# First shoot paperwork advice



## Charliedelta (Nov 20, 2013)

I was asked to do a photo shoot for a model. It will be my first real shoot where I'll get paid. I used to do model release agreements for all the TFCD shots I've done so far. 

What kind of agreement will I need to have the model sign? I was thinking about something that states that the copyright will still be mine, the use she can make of the photos (probably self promotion like her portfolio, website,etc), the fact that I'll use the pictures for my portfolio and my website/Facebook page, and that she is ok with me taking pictures of her. Is that enough?

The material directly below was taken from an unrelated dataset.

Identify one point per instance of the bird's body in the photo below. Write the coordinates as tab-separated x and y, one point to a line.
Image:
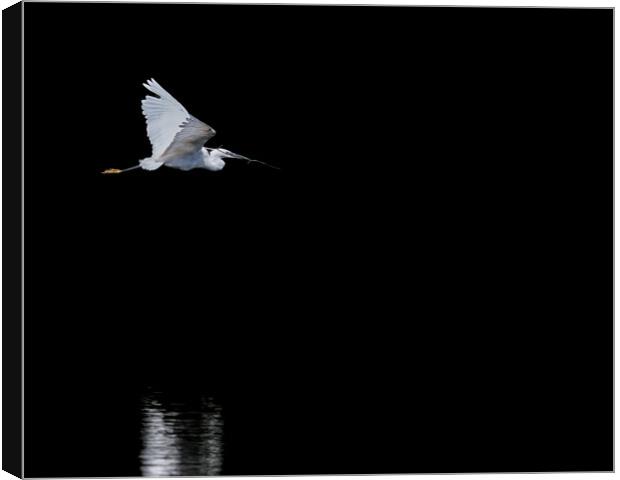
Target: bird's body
177	137
200	159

what else do I need to mention? 

How many pictures am I supposed to give her? And how would you write it in the agreement?

Thanks


----------



## wyogirl (Nov 20, 2013)

First off, I'm not a lawyer so not offering legal advice, also not a pro so you can take it or leave it...

I would charge X amount for your time per hour of shooting.
Then charge X amount per digital file.
You can also charge for travel if you need to.

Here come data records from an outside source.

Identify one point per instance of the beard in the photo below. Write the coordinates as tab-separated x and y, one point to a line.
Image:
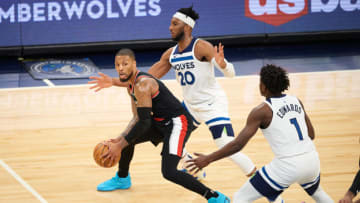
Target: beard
126	79
179	37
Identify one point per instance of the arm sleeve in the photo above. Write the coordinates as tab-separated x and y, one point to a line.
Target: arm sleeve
355	187
228	71
141	126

The model can then choose what and how many of what to purchase after you have done the shoot.


----------



## KmH (Nov 20, 2013)

I recommend getting - A Digital Photographer's Guide to Model Releases: Making the Best Business Decisions with Your Photos of People, Places and Things


----------



## vintagesnaps (Nov 20, 2013)

ASMP has sample forms and other business resources for photographers. There's also a book of sample forms by Tad Crawford (should find it on Amazon).


----------



## tirediron (Nov 21, 2013)

Your agreement/release should state the conditions of use (that is, what each of you is allowed and not allowed to do with the images), that you retain copyright, and exclusivity.  How many images you provide is something you and the client will have to agree on, since this is a paid session, she should be telling you how many what and what she requires.  I typically provide 4-8 images, but I NEVER promise a set number, rather use a phrase such as, "session will typcially provide 'X' images'.


----------